19 ноября утром Александр «умер» в присутствии одной лишь императрицы, в то время как Волконский и Дибич (ни во что, конечно, не посвященный) заблаговременно опечатывают бумаги Александра. Привоз чужого тела состоялся, надо полагать, в ночь с 19 на 20 ноября, а может быть, и раньше. Между прочим, и это весьма любопытно, все официальные документы хранят молчание о том, что происходило во дворце после 11 часов утра до 7 часов вечера 20 ноября.
Относительно «двойника» императора есть три предположения.
Согласно первому (наиболее распространенному, но наименее вероятному), вместо Александра было положено тело фельдъегеря Маскова, умершего, как мы знаем, 3 ноября при падении из экипажа по дороге в Таганрог.

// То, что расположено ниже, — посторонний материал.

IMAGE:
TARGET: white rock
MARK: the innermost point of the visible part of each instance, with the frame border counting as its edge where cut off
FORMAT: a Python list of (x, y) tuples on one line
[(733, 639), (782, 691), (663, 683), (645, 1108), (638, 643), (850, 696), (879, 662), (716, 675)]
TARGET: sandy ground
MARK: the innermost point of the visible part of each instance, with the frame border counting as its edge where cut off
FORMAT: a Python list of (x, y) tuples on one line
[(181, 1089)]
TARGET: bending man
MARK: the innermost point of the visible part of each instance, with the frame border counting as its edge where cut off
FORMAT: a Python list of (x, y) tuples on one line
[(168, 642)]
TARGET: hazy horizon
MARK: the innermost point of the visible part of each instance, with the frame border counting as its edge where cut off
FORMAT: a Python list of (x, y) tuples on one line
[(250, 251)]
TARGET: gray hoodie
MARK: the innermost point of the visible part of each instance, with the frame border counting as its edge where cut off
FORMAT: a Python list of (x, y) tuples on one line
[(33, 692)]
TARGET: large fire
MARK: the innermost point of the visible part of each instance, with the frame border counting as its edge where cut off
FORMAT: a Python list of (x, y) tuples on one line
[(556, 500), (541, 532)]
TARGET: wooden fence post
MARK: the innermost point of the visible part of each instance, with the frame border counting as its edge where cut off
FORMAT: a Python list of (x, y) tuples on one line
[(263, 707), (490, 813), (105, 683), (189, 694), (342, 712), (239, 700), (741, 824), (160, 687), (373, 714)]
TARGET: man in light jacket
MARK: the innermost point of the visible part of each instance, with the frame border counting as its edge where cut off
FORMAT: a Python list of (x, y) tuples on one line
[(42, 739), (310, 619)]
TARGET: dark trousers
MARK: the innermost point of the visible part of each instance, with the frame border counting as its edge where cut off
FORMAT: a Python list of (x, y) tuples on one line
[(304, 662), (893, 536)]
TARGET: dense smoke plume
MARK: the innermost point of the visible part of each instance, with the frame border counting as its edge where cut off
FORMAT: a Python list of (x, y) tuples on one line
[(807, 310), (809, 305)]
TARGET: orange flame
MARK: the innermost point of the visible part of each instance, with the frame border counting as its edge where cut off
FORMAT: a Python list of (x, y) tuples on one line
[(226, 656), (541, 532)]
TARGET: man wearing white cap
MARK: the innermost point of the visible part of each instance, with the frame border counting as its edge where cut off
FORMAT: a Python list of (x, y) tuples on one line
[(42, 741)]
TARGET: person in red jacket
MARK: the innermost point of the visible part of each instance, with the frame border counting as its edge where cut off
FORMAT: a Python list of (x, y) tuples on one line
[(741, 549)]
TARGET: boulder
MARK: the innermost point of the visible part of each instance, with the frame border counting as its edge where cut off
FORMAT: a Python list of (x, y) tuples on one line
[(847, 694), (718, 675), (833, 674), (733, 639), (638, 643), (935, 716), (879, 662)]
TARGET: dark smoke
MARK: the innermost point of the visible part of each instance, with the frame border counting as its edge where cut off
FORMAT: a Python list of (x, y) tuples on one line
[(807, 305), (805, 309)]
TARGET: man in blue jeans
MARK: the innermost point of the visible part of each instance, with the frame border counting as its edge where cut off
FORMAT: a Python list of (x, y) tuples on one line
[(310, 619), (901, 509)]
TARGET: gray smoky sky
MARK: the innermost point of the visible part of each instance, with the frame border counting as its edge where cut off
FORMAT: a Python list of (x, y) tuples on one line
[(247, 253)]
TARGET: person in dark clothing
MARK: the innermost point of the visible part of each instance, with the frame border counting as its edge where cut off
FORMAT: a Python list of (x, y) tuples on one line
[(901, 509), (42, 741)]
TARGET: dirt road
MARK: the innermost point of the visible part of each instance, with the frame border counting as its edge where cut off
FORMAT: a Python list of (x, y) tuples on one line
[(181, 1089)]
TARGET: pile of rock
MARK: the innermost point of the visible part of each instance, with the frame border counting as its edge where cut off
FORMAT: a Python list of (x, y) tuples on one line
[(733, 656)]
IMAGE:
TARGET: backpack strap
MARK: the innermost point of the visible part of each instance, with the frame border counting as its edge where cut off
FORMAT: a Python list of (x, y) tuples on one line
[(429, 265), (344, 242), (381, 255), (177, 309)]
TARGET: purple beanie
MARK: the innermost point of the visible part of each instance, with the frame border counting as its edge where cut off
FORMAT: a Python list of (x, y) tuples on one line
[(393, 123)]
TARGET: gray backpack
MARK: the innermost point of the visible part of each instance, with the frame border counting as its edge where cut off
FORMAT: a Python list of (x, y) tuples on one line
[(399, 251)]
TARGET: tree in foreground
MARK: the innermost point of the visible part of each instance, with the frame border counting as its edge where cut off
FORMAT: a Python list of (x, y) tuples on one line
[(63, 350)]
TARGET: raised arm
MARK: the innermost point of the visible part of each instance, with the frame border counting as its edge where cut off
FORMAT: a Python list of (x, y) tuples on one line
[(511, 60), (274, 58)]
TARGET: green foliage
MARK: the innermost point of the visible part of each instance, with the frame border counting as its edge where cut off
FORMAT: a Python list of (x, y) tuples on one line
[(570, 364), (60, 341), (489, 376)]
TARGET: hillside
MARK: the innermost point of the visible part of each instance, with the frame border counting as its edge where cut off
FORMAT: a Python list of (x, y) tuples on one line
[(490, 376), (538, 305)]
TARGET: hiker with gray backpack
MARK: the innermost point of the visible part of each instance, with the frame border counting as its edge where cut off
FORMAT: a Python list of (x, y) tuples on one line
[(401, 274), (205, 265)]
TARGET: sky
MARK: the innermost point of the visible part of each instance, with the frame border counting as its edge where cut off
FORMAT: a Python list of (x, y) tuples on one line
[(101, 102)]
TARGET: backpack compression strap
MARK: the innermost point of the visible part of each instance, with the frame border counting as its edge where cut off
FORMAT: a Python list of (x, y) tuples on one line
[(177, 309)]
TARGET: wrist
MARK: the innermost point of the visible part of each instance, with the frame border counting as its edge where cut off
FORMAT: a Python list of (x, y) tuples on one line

Великий князь Николай Михайлович дает такие интересные сведения: «Во время моих бесед с покойным Николаем Карловичем Шильдером он неоднократно останавливался на этом случае (т. е. гибели фельдъегеря) и обращал мое внимание на заметку Тарасова. После ряда усилий… Шильдеру удалось напасть на след некоего Аполлона Аполлоновича Курбатова, профессора химии в Технологическом институте. Я лично пригласил профессора к себе, — пишет великий князь, — и вот что он мне передал в 1902 году, вскоре после кончины самого Шильдера. Курбатов по матери своей приходился внуком фельдъегеря Маскова, и у них в семье сложилось не то убеждение, не то предположение, что будто бы дед их, Масков, похоронен в соборе Петропавловской крепости вместо императора Александра I, что это предание ему, профессору, тоже известно и что дети Маскова допускали возможность такого предания. К сожалению, все дети Маскова давно умерли, их было пять, два сына и три дочери, также не было в живых и отца А.А. Курбатова, Аполлона Митрофановича, скончавшегося в 1857 году, и его жены, Александры Николаевны, урожденной Масковой, умершей в 90-х годах. Сам профессор (в то время уже пожилой человек) скончался в 1903 году. Других потомков как сыновей Маскова, так и дочерей мне не удалось отыскать. Во всяком случае курьезно, что такого рода предание могла вообще существовать и, по показанию Курбатова, это хранилось в семье в тайне и по понятным причинам избегалось оглашению».